Every weekend that summer, the Hunk and I would traverse the state in search of knowledge, thrills, and love.  With a death grip on the huge blue steering wheel and shrieking the lyrics to Sgt. Pepper over the noise of the wind, I would be jumping in anticipation of the next adventure or savoring the one I'd just had.

Most of the knowledge came in the form of cultural enlightenment and involved bombing around Boston with my friend, Dave.  Club 47 in Harvard Square was in its final years but still drew top talent.  At that tiny but fabled venue, I heard Patrick Sky, Tom Rush, Spider John Koerner, Mose Allison, Buddy Guy, and other folk, jazz, and blues legends of the day.  At the Brattle Theater, I saw Humphrey Bogart and Marx Brothers movies on the big screen for the first time.  It's one thing to watch Casablanca on a small TV and another to sing the Marseillaise at the top of your lungs with two hundred other film buffs in proud defiance of Major Strasser.  It was as close to fighting the Nazis as a post-WW II kid could get.

For thrills, I took my first baby steps into intoxication and altered consciousness.  One night when my parents were out, Dave and I raided my father's supply of Colt 45 and learned first-hand the joys of oblivion and the price you pay for it, the freedom from inhibition and the enslavement to the toilet.  I also had my first taste of weed that summer, smoking a few bowls with a certain family member who shall remain nameless to protect the not-so-innocent.  As you might expect, the colors were vivid,  the music transcendent, the food incomparably delicious, and the revelations earth-shattering.  And like all novices, I learned two hours later that the colors were ordinary, the food unexceptional, and the revelations nutty.  Only the music remained profound.

As for love, it may be a stretch to call my night at the Berkshire Theatre Festival romantic.  It was more an exercise in teenage hormonal madness, and she was to blame.  "She" was a stunning blond girl who sat next to me in the first row of the balcony during The Skin of our Teeth with Anne Bancroft.  In the middle of the first act, she started pressing her leg against mine - the girl, not Anne Bancroft.  At first, I thought it was an accident, but when I moved my leg slightly, she moved hers right back.  Since the play was in progress and her parents were sitting on her other side, my options were limited to sweating profusely.  This agonizing flirtation went on for three acts and two curtain calls, and I left the theater bent over, clutching my program judiciously.  During the drive home, a friend explained what happened on stage while I was in the silent and unfulfilled throes of passion.
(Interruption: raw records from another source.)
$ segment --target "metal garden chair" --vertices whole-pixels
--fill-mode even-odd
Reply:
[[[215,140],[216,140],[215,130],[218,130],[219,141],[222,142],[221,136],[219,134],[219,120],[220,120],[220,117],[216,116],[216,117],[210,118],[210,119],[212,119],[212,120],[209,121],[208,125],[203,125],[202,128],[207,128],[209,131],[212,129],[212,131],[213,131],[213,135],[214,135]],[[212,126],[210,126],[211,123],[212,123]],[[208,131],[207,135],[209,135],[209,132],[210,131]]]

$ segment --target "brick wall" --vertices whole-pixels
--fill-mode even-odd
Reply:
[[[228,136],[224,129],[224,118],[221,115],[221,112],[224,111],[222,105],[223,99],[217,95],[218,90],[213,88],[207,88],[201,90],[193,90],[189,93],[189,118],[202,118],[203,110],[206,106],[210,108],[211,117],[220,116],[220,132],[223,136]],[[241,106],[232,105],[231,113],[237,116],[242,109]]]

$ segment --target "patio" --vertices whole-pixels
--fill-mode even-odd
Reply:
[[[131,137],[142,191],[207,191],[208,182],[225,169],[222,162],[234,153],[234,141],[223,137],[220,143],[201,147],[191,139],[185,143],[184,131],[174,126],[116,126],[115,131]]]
The Hunk survived into the following summer, but it had lost its mystique and only provided transportation in the geographical sense.  I had spent the year in Boston and had acquired that strange combination of arrogant sophistication and disdain which typifies the newly-emancipated college student.  I was a seasoned drinker and smoker and had won and lost my first girlfriend.  And jaded fool that I was, I cared less about new experiences than the pleasurable repetition of the ones I knew.  The Hunk was just a car and a rapidly deteriorating one at that.

It's only in the reveries of my later years that it returns as the magic carpet of my youth.